The bridge loan will be underwritten by a Canadian chartered bank and will mature the earlier of six months from the initial draw or 10 months from the date of the mailing of the Ashton acquisition.

Under the terms of the acquisition, Ashton shareholders will receive C$1.25 in cash or one Stornoway share plus a penny per Ashton share held. The maximum consideration for the acquisition is C$59.5 million.

Also, Stornoway has made an offer to acquire all of the outstanding shares of Contact Diamond Corp.

Under the terms of the Contact acquisition, each Contact shareholder will receive 0.36 of a Stornoway share per Contact share held, representing C$0.45 per Contact share.

"We are predicting a robust diamond market for the next 10 years or more," said Stornoway CEO Eira Thomas during a conference call Monday morning.

Following the transaction, Thomas said she will be the CEO of the combined company and Contact's chief, Matt Manson, will be the company's president.

"We feel this transaction creates a company with a much larger asset base," Thomas said in the conference call.

The stock remained unchanged at C$1.20 Monday (Toronto: SWY).

Vancouver, B.C.-based Stornoway is a diamond exploration company. Ashton is also based in Vancouver and is also a diamond explorer. Contact is a diamond exploration company based in Toronto.

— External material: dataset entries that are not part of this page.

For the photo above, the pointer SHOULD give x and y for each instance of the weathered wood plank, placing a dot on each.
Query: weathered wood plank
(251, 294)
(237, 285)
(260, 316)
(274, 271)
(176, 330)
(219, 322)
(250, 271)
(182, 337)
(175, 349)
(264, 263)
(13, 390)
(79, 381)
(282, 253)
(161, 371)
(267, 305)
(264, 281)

In other diamond news, Legend International Holdings, Inc. saw its stock take off, gaining 22.22% Monday after the company priced a $2 million private placement on Friday.

The stock gained 20 cents to close at $1.10 (OTCBB: LGDI).

In the placement, Legend plans to sell 4 million shares.

The proceeds will be used for exploration on the company's northern Australian diamond properties acquired from Astro Diamond Mines N.L. The remainder will be used for working capital.

Based in Melbourne, Australia, Legend acquires and operates diamond interests in Australia.